# Looking for a good trainer reasonably priced on LI



## MarkF (Nov 9, 2009)

So my (18 week old) pup has been with us for 5 days and I'm looking for puppy kindergarten or training class, preferably a group setting to keep the costs down.

I live in West Hempstead on Long Island (Nassau County). I signed up for an 8 week beginner class at the Petsmart on Levittown (not the puppy kindergarten) for $130 for 8 weeks, but I'm wondering if I can do better.

Any thoughts/leads?


----------



## ama0722 (Nov 28, 2006)

You should check if there is an AKC obedience club near you. I have found that usually these clubs offer the cheapest puppy classes (most are non profit and the trainers are volunteers) but more so the trainers are the most knowledgeable as they have trained dogs their entire lives and are usually performing with their own dogs. Everywhere I have lived (except here unfortunately) I have been involved in the local obedience club with my dogs and have really enjoyed it. Classes are in a group setting and I think perfect for puppies and if you become a member and take future classes, they are usually discounted.

Good luck!
http://www.akc.org/clubs/search/


----------



## MarkF (Nov 9, 2009)

That was a great suggestion. There is a club 7 minutes from my house and they are starting a new class in 2 weeks.

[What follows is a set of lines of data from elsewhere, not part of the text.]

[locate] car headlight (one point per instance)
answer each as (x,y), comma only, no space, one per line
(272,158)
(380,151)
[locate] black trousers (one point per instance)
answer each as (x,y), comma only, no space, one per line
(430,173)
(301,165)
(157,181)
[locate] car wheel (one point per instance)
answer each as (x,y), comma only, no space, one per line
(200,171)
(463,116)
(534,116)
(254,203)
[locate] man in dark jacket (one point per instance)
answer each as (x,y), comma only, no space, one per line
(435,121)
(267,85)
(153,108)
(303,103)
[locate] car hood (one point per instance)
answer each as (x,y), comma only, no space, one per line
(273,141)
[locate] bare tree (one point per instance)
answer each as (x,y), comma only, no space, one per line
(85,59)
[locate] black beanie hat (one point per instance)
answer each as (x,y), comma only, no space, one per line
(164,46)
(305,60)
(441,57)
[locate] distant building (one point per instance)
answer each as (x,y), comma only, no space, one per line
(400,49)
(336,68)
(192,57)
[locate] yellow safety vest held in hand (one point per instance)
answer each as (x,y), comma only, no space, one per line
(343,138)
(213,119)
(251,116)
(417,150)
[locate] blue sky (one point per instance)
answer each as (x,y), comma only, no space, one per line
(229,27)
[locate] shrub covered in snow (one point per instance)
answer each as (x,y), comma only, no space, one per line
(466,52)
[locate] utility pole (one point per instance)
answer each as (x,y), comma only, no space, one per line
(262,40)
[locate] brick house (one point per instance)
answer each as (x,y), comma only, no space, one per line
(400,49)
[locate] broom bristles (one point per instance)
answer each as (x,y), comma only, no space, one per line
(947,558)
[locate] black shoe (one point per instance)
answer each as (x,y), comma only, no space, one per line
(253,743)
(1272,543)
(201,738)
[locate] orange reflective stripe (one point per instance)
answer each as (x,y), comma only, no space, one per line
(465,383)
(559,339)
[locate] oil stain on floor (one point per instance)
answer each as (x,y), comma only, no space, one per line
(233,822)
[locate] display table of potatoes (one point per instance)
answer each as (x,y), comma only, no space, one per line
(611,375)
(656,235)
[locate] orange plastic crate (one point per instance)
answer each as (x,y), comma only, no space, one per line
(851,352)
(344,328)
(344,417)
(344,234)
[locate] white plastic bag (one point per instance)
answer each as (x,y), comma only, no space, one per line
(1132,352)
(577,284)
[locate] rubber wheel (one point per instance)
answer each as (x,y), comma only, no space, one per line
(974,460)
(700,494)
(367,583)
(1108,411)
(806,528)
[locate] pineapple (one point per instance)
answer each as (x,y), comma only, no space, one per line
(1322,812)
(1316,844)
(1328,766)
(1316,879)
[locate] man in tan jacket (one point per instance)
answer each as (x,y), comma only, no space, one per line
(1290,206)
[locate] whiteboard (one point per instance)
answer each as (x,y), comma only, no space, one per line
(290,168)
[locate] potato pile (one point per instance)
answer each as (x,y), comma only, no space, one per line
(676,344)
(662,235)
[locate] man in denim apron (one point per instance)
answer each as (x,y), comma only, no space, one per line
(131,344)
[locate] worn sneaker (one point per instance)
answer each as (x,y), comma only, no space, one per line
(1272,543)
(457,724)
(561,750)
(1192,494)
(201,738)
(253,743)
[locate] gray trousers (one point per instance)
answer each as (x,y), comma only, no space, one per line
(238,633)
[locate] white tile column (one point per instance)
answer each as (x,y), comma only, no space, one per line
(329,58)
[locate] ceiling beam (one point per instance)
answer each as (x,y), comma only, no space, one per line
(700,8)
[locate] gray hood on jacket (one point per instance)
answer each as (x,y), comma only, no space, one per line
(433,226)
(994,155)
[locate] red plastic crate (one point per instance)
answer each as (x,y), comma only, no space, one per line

Now I just have to see if the start time is late enough in the day for me to make it.

Thanks for the lead.


----------



## irnfit (Nov 21, 2006)

Hi, Mark. We're almost neighbors. I'm in Lynbrook, closer to Malverne end of town. Where did you find a class? I took mine to a class in East Rockaway.


----------



## MarkF (Nov 9, 2009)

I signed up at the Petsmart in Levittown, but then I found the found classes through the AKC website which is located in Franklin Square (7 minutes from my house).

http://nassaudogtrainingclub.org/default.aspx


----------